Numerical Studies of Disk Formation Around Low-Mass Stars

While playing an essential role in star formation and planet formation, the origin of circumstellar disks remains a matter of debate. In particular, circumstellar disks are frequently observed in reality, yet magnetic fields in simulations readily suppress them. In synergies with astronomical observations, analytical and numerical calculations enable us to investigate the process of disk formation from prestellar cores to tens of thousands of years after the birth of the protostars. However, the diversity of the involved astrophysical processes and the wide ranges of length scales over eight orders of magnitude have hindered our attempts to simulate the formation of disks. In this thesis, we first approach the problem with idealized simulations that capture the essential physics. It is followed by using synthetic observation to understand the physics behind actual radio observations of protostars with embedded disks. Lastly, we describe the tools that are built for current and future investigations.

In the first project, we systematically investigate the roles of turbulence and ambipolar diffusion (AD) in the accretion phase of star formation using magnetohydrodynamic (MHD) simulations. We find that both turbulence and AD promote disk formation. In the turbulent simulations, rotationally supported disks form with and without AD. However, the disks formed without AD are strongly magnetized and short-lived. Turbulence also modifies the appearance of the magnetic field-induced pseudo-disks. The pseudo-disks are warped by turbulence while still staying coherent. In the simulations with AD, the magnetic flux is removed from the disks very efficiently, and the magnetic field lines are less pinched. It results in reduced magnetic braking and promotes disk formation.

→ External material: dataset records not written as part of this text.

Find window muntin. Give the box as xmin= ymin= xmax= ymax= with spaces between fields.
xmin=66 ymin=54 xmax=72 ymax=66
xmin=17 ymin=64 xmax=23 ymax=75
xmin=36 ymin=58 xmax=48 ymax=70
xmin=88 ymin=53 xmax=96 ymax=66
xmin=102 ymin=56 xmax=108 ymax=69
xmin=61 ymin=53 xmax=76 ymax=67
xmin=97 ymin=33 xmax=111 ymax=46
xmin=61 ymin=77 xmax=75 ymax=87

The disks formed with AD are highly unstable without turbulence. We conclude that turbulence and AD work in parallel to promote disk formation. We measure the plasma-β of the disks formed in our simulations. The disks are much more strongly magnetized than commonly assumed in the literature for driving protoplanetary disk accretion.

By comparing radio observations of protostars in the Perseus molecular cloud and the synthetic observations using the previous simulations, we explain the depolarization observed on the disk scale and the alignment of the polarization to the minor axes of the disks. A model is constructed by considering the Larmor precession time-scale, or the grain alignment time-scale, with the gas damping time scale to determine whether the grains are aligned. The vector radiative transfer equation is solved analytically and applied to the simulation to obtain a synthetic polarimetry observation. To reproduce the observed trends, we conclude that both grain dealignment and dust self-scattering must be present.

In the last part of the thesis, we describe three modules implemented in Athena++ to facilitate a range of current and future studies on star and disk formation. We implement the multipole expansion self-gravity solver to the code in spherical polar coordinates. Using the MacLaurin spheroid as a test, we find that the error converges as more terms in the multipole expansion are used. The error is less than 0.1% when a reasonable number of terms is included in the expansion. The general barotropic equation of state (EOS) and its applications are then discussed. A general form of the multi-power-law equation of state is derived and used to fit a realistic relationship between temperature and density obtained using complex radiation MHD simulation. Lastly, we describe an implementation of sink particles treatment. This treatment keeps some of the strengths while improving the weaknesses of an existing implementation of sink particles. These modules are used in various projects by collaborators, including astrochemistry of hot cores and first cores, centrifugal barriers in protostellar collapse, and grain growth in disk formation, some of which are briefly described in the thesis.